Speaking of gender roles... Hawkins really just wants to get through all this madness, hopefully by initially looking like a super cool fighter so he can either impress Jean (not that likely in that she'd still outrank him), or just prove himself at least minimally competent (more feasible). He has to let Jean handle a violent situation that looked like it make him uncomfortable or maybe even queasy. He lets Jean make the decisions because she has a better mind for plans. Though he loves her, he doesn't let himself get too carried away, remembering his mission and his need to protect the baby-king. But he also doesn't just listen to every little thing Jean says. Remember up there in that pestle video where Jean says, "It's so easy I can say it" and he doesn't skip a beat before replying, "Well then you fight him." While most of this is likely irritation that he can't remember the rhyme, probably a bit is that he's bitter that she really can't for him, since he would probably sure she could kick his butt. Remember how the Black Fox says "each man serves as best he can"? There's no way Jean could have made the position of captain if she hadn't proven herself able.

Near the end, the two are cornered by Ravenhurst, and he tries to shield Jean with his body. She does a little of the damsel-clench thing, but it's not like she has a weapon so there's not a lot she could do anyway. But Hawkins is still unarmed and still tries his best. Flipping over Ravenhurst though uses his own natural self, he didn't gain new strength or anything like that (he's been quite physical throughout this whole film, and you can guess he was maybe an acrobat or tumbler from the hints of his circus past). Jean is still the one to flip him via the catapult, and I wonder if it's because Hawkins still wouldn't have the stomach for it.

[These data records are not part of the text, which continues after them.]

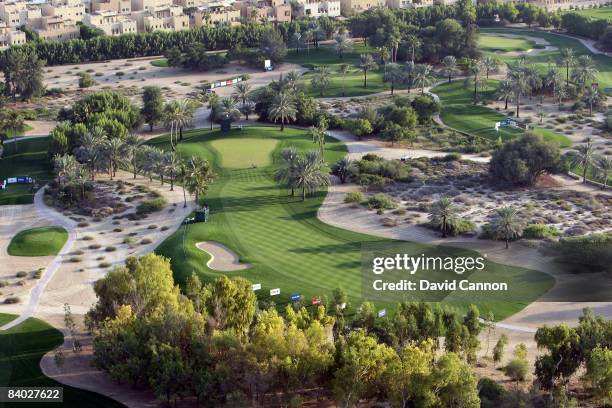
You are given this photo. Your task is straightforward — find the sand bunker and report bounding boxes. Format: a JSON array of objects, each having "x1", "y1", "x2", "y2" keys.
[{"x1": 196, "y1": 241, "x2": 251, "y2": 272}]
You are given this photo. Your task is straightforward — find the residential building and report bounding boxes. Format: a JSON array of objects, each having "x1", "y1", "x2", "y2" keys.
[
  {"x1": 83, "y1": 10, "x2": 138, "y2": 35},
  {"x1": 191, "y1": 2, "x2": 240, "y2": 27},
  {"x1": 89, "y1": 0, "x2": 132, "y2": 14},
  {"x1": 340, "y1": 0, "x2": 385, "y2": 17},
  {"x1": 0, "y1": 23, "x2": 26, "y2": 50},
  {"x1": 296, "y1": 0, "x2": 340, "y2": 17},
  {"x1": 130, "y1": 5, "x2": 189, "y2": 32},
  {"x1": 41, "y1": 0, "x2": 85, "y2": 23}
]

So yeah, I can see how this may have laid a good foundation into "guys I like" just as I was hitting puberty. The men don't have to be the biggest and baddest. Their romantic interests can be stronger, and they aren't threatened. They still want to protect them and be devoted, but not in an annoying or stalker way. And they still have a way to do so, even if it's not in a way that is comparable to others. 

So that's that! Goodness I just kept  going, didn't I? I hope this makes sense, and I'd love to hear any comments or questions, regardless if you've watched the film or not. Being I think one of the better Danny Kaye films though, I hope you may view a copy soon!